The Waze Carpool service also nabbed 3 new partner organizations — the Metropolitan Transportation Commission (MTC), the University of California at San Francisco (UCSF), and Kaiser Permanente. The idea is to provide easy carpooling options to those living in areas where public transit routes either don’t reach or are irregular.
As some background on the service for those not familiar with it, the Waze Carpool service isn’t intended so much as a competitor to on-demand ride services such as Uber and Lyft, but rather as a true ridesharing service. In other words, if you’re headed along a commonly used commuter route, then you can turn on the app and pick up a rider who’s headed to the same area — and thus reduce your commute costs.

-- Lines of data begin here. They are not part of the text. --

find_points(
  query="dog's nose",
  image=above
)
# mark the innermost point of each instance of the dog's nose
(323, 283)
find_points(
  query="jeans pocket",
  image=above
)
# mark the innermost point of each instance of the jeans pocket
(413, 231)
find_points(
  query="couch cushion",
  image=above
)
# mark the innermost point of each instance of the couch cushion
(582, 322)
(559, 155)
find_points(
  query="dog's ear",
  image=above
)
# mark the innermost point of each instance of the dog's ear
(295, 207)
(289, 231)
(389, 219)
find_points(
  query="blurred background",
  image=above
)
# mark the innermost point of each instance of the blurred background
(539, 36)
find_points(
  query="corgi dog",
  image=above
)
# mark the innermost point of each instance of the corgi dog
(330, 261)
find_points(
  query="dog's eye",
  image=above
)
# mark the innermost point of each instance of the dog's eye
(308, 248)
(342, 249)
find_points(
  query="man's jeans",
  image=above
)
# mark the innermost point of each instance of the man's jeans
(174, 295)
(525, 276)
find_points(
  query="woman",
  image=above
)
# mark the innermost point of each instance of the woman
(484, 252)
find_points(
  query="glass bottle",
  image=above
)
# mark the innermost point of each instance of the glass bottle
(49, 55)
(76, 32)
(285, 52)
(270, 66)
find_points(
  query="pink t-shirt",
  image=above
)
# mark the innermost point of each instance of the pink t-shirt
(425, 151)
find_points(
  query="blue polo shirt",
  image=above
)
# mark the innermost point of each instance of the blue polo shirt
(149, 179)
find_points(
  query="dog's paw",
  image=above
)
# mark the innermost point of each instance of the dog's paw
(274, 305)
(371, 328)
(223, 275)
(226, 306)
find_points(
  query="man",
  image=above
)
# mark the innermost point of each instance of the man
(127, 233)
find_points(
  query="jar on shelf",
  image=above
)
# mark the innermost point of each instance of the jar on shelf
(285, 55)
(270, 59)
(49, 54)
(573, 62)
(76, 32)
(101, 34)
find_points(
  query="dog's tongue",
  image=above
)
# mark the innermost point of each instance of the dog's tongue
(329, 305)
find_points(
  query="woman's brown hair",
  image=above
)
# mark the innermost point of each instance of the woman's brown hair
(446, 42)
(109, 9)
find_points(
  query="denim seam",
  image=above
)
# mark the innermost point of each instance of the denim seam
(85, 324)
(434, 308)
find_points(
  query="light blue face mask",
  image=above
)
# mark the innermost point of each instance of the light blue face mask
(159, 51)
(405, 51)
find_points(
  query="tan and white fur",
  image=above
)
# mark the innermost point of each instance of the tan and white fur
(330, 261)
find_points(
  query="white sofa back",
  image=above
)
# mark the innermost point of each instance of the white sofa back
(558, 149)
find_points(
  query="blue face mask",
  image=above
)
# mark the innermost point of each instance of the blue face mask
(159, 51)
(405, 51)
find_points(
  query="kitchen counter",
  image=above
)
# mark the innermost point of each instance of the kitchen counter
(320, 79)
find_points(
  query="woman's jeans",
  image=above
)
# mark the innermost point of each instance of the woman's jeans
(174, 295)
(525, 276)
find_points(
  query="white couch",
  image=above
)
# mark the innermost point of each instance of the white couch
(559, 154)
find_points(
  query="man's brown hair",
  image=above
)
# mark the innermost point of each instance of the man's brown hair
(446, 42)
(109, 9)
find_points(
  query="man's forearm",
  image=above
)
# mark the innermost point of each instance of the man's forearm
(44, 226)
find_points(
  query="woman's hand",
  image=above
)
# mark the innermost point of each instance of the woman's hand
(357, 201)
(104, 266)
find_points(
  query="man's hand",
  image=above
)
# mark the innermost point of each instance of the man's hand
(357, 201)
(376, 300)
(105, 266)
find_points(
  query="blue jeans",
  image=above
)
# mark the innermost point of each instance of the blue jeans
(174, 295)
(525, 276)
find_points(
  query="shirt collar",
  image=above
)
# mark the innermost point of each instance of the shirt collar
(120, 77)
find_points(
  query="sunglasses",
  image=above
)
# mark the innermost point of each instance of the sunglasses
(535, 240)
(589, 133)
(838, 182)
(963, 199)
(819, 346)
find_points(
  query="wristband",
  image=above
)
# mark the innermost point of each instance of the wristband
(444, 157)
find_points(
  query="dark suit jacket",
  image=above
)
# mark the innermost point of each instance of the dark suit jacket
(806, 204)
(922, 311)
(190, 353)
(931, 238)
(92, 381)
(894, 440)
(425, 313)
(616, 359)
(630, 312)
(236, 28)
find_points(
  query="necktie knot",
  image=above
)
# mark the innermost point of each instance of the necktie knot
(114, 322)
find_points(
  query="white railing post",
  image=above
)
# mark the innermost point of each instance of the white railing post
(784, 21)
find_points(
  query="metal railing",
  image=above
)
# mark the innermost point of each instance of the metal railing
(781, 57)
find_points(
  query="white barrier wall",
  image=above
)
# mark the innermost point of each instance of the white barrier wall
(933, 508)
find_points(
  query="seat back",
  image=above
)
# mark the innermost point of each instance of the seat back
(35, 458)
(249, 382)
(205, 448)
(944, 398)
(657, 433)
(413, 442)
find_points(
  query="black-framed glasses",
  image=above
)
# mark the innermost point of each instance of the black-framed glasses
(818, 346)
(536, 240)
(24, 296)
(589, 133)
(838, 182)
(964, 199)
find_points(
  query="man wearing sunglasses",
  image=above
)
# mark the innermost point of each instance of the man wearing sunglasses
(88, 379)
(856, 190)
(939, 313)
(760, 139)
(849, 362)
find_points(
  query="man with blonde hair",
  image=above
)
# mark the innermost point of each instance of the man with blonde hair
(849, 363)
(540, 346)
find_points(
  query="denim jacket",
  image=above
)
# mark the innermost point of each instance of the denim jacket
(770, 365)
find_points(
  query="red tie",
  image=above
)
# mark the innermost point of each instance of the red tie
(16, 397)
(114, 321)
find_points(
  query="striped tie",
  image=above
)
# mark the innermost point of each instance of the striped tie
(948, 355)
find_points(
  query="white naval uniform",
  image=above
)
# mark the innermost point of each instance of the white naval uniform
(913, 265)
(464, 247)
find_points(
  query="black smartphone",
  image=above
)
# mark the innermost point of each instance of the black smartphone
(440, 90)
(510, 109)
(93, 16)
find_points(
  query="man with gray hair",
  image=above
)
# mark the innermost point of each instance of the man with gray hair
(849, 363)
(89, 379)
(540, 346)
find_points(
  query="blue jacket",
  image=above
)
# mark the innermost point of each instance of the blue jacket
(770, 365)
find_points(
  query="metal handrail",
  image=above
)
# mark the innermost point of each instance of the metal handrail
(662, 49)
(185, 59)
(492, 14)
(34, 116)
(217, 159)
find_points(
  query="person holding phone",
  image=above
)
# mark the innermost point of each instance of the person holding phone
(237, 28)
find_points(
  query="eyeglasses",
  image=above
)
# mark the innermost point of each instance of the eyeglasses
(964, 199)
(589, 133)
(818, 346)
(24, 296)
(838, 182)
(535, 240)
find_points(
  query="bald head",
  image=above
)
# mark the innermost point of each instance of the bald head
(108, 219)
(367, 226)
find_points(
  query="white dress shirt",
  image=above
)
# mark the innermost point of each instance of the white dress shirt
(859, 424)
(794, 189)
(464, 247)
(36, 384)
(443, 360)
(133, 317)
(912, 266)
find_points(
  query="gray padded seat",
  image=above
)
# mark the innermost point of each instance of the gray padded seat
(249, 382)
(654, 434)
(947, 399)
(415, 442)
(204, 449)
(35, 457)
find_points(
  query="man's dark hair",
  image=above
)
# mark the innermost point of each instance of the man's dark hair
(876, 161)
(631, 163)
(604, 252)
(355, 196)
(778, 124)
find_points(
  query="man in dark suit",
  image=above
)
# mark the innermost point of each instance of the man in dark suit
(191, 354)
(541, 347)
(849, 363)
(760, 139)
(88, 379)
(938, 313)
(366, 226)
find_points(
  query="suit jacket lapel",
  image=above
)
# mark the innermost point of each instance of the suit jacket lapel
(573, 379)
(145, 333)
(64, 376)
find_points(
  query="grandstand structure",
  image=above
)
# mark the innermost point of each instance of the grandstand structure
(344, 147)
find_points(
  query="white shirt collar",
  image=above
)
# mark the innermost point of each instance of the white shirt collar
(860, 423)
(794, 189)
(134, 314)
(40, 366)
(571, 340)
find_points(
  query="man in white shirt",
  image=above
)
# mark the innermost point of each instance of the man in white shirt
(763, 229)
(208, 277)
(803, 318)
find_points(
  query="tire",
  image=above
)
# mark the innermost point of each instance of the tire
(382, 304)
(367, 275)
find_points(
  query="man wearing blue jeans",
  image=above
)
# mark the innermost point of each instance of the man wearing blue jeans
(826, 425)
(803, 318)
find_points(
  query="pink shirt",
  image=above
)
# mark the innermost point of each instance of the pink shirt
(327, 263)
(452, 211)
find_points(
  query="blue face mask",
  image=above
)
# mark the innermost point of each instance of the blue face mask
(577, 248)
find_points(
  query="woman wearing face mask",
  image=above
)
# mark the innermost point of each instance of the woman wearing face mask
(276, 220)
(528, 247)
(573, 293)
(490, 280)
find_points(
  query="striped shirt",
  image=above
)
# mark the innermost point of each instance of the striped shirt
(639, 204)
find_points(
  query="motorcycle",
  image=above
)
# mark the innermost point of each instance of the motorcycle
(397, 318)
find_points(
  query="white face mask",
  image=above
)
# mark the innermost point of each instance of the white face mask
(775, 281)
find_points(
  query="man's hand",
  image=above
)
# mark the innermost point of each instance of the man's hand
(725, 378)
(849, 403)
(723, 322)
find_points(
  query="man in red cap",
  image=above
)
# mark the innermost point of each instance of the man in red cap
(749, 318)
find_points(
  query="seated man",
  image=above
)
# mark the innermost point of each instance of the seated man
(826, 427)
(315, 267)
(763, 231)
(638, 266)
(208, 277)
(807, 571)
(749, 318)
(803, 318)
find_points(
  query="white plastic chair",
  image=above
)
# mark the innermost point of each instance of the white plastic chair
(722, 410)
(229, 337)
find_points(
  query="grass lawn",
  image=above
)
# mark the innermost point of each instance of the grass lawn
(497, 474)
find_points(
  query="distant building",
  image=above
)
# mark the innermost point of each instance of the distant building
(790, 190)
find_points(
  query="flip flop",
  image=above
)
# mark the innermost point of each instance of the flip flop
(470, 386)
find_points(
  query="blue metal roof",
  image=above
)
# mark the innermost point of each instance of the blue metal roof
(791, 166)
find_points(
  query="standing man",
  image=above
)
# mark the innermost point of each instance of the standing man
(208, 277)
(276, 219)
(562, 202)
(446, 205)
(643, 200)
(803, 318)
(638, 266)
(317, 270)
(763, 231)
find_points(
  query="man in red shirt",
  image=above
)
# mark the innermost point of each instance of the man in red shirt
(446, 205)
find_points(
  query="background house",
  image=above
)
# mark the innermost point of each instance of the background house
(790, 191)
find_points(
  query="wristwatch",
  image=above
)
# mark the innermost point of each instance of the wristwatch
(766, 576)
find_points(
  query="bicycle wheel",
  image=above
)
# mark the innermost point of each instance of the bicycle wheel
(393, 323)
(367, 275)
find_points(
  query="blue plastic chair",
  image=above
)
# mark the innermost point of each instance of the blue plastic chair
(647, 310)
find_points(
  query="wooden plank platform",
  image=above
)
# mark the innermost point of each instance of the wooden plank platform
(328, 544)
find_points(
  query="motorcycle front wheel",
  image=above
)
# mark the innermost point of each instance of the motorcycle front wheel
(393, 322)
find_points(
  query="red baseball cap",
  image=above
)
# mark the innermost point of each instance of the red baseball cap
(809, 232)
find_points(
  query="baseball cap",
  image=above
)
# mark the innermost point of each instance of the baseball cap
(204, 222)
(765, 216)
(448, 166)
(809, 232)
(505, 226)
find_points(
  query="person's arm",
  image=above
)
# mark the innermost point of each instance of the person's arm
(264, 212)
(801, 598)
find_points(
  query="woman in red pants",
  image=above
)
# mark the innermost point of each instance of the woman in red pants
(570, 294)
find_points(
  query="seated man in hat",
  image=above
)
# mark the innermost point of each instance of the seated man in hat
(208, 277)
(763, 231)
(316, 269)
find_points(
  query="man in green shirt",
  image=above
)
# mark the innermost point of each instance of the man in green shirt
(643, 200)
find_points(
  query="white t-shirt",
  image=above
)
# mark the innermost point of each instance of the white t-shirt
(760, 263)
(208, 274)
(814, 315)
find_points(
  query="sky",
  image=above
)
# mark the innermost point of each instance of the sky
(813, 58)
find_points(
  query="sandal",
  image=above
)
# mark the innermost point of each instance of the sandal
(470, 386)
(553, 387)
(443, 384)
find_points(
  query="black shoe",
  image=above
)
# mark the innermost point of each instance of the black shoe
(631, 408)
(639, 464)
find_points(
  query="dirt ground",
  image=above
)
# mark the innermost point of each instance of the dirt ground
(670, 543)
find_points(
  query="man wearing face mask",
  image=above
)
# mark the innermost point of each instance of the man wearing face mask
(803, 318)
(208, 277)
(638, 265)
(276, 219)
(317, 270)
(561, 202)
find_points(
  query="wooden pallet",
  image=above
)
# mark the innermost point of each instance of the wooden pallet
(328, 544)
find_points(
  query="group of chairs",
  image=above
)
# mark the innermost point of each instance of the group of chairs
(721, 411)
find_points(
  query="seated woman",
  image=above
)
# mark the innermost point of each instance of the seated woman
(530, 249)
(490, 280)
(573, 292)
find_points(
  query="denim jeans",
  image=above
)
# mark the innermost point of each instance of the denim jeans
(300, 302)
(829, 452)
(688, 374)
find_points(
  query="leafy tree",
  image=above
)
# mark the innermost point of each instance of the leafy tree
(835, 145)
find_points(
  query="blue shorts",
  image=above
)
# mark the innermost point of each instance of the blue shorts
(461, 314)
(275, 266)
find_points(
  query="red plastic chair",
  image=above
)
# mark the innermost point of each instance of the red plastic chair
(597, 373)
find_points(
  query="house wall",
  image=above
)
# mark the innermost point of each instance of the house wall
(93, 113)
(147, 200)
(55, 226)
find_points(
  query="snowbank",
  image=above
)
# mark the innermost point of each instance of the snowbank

The idea isn’t to use faux taxi drivers evaluated for their driving skills and whose vehicles are actually inspected — Uber & Lyft drivers who are then out roaming the streets to make some extra cash. No, the idea is to stimulate genuine ridesharing via a low cost to riders using the Waze Rider app (just the average federal mileage rate) and a slight bonus to the drivers (using the Waze app). In total, the drivers aren’t really expected to “make” much money since the cash is just supposed to help cover the cost of gas, maintenance, etc.
This is real, old-school carpooling — just with the convenience of a smartphone/app.
To make a point on the potential advantages of such a service here, there are possible emissions reductions, traffic might be reduced, and parking congestion might be reduced with this model. Whether these potential gains will be achieved or not is hard to tell at this point, but the motives behind the service make a lot of sense.